Blood Coagulation

The blood coagulation cascade promotes the formation of a Fibrin clot. Following damage of a blood vessel, the extrinsic pathway of coagulation (blue arrows) is initiated by Coagulation Factor III/Tissue Factor (TF) which forms a complex with Coagulation Factor VIIa and phospholipid, in the presence of Ca2+ , to activate Coagulation Factor Xa and rapidly generate Thrombin (IIa). Thrombin cleaves Fibrinogen to produce Fibrin which polymerizes in the presence of Coagulation Factor XIIIa to form a Fibrin clot.

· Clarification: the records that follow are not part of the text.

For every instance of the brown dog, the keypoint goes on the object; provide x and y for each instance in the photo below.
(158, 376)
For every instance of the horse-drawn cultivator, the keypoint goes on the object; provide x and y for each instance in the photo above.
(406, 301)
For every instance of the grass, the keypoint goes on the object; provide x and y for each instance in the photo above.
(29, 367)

The slower, intrinsic pathway of coagulation (green arrows) provides an alternate mechanism for activation of Coagulation Factor Xa. It is initiated by Coagulation Factor XII, Plasma Kallikrein, and high molecular weight Kininogen binding to damaged subendothelial tissue. This results in the cleavage and activation of Coagulation Factor XIIa, which activates Coagulation Factor XIa. This factor then cleaves and activates Coagulation Factor IXa. Coagulation Factor IXa, along with Coagulation Factor VIIIa, activates Coagulation Factor Xa. Events downstream of the activation of Factor Xa are common to both the intrinsic and extrinsic pathways of coagulation (orange arrows). Activated Factor Xa cleaves Prothrombin to generate active Thrombin (IIa) which can then cleave Fibrinogen to produce Fibrin monomers. These monomers are cross-linked by Factor XIIIa to form a Fibrin clot.